Do you torture yourself with choices?

Published Categorized as coping strategies, Uncategorized

Several years ago, I heard the terms ‘maximisers’ and ‘sufficers’ to describe two different approaches to making choices. I also learned how sufficers are generally happier which immediately made sense to me.

When making a decision, maximisers take considerable time and effort searching for all relevant information to ensure any decision is optimal. Sufficers tend to take much less time to decide, quickly making a choice that they are happy will be ‘good enough’. Maximisers might sometimes make better decisions but this doesn’t guarantee their choices will make them happy as they will continue to torture themselves with the agitating idea that the other choice might have been better. Sufficers don’t do this.

It’s clear some people actually cause themselves much unrest making decisions. It’s interesting to consider the possible emotion and thought-processes behind this.

So when there is a choice and a decision to be made, what do you do?

Obviously how potentially life-changing the decision is, is likely to have an impact on your approach. Deciding which flavour ice-cream you are going to have is quite different from deciding whether to accept a job in another country. I would assume the latter decision would require more time and detailed consideration for most people. But huge life choices don’t come along that often. Most decisions are relatively minor but I still see some people manage to torture themselves with these!

I guess it could be argued that when a decision (big or small) is a dilemma, it is because both choices have both pros and cons. When this is so, do you go round and round with ‘yes buts’ hoping that lots of thinking will deliver a clear way forward? Does the idea that you might have to let go of a ‘positive’ or accept a negative make you ‘squeeze’ thinking hoping for a solution that includes only positives? Do you still feel in control while the decision remains unmade and resistant to the moment the decision is made so you no longer have control over the choices? Do you scrapple around for other factors that you could add into the dilemma – however tenuously – in a ‘making decisions’ version of catastrophising?  Do you actually feel tortured by the idea that there is definitely a ‘right’ or ‘best’ decision and that is what you need to be sure of? Do you feel some relief once the decision has been made but maybe continue to unsettle yourself with ‘what ifs’?

I have come to believe that the investment in decisions is easily overdone.
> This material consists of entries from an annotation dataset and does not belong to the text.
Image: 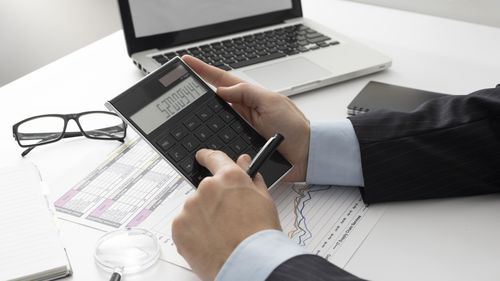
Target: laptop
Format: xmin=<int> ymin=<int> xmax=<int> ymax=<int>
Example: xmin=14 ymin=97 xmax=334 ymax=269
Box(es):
xmin=118 ymin=0 xmax=391 ymax=96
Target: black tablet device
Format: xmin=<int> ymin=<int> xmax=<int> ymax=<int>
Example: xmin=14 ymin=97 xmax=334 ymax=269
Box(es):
xmin=106 ymin=58 xmax=292 ymax=187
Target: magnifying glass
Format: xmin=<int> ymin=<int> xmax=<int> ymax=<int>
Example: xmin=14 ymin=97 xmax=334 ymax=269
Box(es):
xmin=94 ymin=228 xmax=160 ymax=281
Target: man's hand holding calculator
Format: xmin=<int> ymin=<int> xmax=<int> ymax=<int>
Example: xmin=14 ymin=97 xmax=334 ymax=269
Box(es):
xmin=172 ymin=56 xmax=310 ymax=280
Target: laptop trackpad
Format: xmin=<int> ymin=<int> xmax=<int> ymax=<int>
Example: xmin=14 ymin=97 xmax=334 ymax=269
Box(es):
xmin=243 ymin=57 xmax=330 ymax=90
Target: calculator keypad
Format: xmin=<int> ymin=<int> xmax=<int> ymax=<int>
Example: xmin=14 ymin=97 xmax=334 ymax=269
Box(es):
xmin=156 ymin=96 xmax=265 ymax=185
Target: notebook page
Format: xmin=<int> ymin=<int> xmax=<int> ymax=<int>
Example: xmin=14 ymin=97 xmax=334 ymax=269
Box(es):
xmin=0 ymin=164 xmax=69 ymax=280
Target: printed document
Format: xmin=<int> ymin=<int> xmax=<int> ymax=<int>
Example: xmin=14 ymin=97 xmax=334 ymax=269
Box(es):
xmin=55 ymin=138 xmax=383 ymax=268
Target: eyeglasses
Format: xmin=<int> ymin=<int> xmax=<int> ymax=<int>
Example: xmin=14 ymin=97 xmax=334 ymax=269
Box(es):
xmin=12 ymin=111 xmax=127 ymax=157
The best decisions are probably made by looking at all considerations, going for the choice that seems the most beneficial (this might be down to a ‘gut reaction’ which could be perceived as the culmination of all factors being processed unconsciously!)  and then making the absolute most of the choice you made by committing to it fully and leaving the other choice/s well and truly behind you! If a decision is hard to make because it’s a close call, chances are both options can be ‘made the best of’!

Nobody can every know how the future will unfold. When we hold faith that we’re going to make the most of whatever comes along, we are far less likely to ruminate on ‘what could have beens’. So make your decision and trust you’ll be just fine and if you’re not, know you will cope!